SHAKER MASRI, who lived in the Streeterville area of Chicago, was arrested late yesterday in Countryside, Illinois, without incident, by members of the Chicago FBI’s Joint Terrorism Task Force (JTTF) following an 18-month investigation. MASRI was charged in a criminal complaint filed yesterday in U.S. District Court in Chicago with one count each of attempting to provide material support to a designated terrorist organization and attempting to provide material support through the use of a weapon of mass destruction, both of which are felony offenses.
According to the complaint, MASRI, who is a U.S. citizen, began espousing his increasingly violent views to an individual he befriended in early 2009. During the ensuing months, MASRI began to openly express a desire to participate in a “jihad” and to fight against what he characterized as “infidels.”
In the past month, it is alleged that MASRI began to actively plan a trip to Somalia where he hoped to join the specially designated terrorist group al Shabaab and commit a suicide attack targeting “infidels.” He was arrested last night just hours before he was planning to depart Chicago en route to Somalia.
Investigation by the Chicago FBI’s JTTF included the use of undercover operatives and court authorized electronic surveillance of a telephone used by MASRI and resulted in the filing of the charges announced today.
MASRI appeared before Magistrate Judge Geraldine Soat Brown in Chicago, earlier this morning, at which time he was formally charged. MASRI was ordered held without bond pending his next court appearance, which is scheduled for August 9. Until then, MASRI will be housed at the Metropolitan Correctional Center in Chicago. If convicted of the charges filed against him, MASRI faces a possible sentence of up to 15 years’ incarceration on each count.

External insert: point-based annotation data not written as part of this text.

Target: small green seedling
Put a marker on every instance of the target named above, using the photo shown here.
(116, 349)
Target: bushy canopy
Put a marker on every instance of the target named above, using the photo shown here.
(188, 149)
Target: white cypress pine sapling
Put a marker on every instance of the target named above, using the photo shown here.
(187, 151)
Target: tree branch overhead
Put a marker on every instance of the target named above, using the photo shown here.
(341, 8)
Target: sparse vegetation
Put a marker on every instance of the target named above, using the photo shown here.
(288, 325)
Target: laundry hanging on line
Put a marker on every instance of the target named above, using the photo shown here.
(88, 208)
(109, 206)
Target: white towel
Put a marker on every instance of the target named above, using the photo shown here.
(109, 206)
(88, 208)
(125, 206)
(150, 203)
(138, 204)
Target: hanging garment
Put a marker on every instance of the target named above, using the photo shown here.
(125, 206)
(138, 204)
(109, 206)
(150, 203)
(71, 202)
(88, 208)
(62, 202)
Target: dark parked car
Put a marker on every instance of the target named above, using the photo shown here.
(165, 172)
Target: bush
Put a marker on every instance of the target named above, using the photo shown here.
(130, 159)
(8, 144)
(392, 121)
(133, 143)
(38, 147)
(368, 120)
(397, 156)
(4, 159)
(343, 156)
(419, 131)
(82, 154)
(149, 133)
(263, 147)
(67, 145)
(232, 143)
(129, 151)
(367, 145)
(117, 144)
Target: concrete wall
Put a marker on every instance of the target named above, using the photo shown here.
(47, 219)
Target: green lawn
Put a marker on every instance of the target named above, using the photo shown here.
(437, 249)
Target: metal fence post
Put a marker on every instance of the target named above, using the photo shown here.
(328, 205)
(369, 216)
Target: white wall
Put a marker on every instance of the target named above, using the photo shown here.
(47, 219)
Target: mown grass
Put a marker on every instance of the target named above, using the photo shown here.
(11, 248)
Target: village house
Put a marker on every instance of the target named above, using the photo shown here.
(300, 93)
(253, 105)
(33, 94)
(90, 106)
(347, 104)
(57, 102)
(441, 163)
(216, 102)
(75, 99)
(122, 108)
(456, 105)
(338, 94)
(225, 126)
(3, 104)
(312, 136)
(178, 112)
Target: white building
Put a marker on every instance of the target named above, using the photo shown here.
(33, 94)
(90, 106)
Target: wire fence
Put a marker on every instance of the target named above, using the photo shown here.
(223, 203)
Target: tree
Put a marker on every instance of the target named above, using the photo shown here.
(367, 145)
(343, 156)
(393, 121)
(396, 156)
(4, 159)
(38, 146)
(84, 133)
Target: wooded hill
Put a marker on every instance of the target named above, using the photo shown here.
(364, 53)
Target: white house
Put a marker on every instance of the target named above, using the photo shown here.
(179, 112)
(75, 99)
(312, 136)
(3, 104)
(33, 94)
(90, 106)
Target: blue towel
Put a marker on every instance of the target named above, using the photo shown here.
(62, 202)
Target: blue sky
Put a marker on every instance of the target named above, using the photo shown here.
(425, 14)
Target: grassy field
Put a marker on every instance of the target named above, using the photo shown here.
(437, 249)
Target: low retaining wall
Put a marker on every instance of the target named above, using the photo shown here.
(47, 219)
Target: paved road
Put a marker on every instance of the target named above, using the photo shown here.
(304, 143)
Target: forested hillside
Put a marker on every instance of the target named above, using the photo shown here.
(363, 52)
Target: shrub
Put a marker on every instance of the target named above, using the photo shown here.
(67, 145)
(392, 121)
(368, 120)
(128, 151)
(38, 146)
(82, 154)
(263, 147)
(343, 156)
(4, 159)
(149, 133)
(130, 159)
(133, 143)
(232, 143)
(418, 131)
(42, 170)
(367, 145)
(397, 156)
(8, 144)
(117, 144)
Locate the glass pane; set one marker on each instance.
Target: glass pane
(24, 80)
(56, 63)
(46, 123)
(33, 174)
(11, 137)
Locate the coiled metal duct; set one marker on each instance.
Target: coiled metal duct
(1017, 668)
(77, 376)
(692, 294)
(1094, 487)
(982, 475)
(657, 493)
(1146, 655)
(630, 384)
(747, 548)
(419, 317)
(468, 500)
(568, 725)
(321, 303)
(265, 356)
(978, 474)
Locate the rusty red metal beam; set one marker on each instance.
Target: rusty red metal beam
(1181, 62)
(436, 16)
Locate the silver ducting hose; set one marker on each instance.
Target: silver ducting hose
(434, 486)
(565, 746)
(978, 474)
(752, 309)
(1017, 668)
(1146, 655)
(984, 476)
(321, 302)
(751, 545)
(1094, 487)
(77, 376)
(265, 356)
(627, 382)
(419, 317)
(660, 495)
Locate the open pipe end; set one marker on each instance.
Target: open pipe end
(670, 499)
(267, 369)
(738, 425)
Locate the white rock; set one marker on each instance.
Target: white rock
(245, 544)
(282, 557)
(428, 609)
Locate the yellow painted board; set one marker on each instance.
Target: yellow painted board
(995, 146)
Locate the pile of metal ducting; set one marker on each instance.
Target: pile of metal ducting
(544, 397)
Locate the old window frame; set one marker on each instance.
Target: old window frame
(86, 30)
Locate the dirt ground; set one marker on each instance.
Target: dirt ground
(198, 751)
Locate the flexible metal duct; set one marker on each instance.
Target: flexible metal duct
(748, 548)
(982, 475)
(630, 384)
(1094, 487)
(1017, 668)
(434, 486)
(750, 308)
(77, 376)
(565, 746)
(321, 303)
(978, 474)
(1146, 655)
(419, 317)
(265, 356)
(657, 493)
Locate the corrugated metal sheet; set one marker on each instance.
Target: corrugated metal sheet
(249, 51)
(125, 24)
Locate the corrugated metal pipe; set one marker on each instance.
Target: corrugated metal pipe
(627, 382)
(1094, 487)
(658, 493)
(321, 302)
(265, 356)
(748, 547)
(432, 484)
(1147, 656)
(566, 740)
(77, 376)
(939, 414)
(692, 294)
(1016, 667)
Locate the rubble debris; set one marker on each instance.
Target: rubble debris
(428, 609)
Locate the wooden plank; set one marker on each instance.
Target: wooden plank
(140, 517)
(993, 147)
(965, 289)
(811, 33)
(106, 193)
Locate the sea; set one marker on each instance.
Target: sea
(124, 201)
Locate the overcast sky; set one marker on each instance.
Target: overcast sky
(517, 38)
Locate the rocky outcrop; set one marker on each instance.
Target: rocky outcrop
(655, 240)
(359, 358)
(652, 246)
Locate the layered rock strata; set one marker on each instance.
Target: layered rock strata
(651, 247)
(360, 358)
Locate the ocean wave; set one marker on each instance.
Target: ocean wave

This case was investigated by the Chicago FBI’s Joint Terrorism Task Force (JTTF), which is comprised of FBI special agents, officers from the Chicago Police Department, and representatives from 20 federal, state, and local law enforcement agencies.
The public is reminded that a complaint is not evidence of guilt and that all defendants in a criminal case are presumed innocent until proven guilty in a court of law.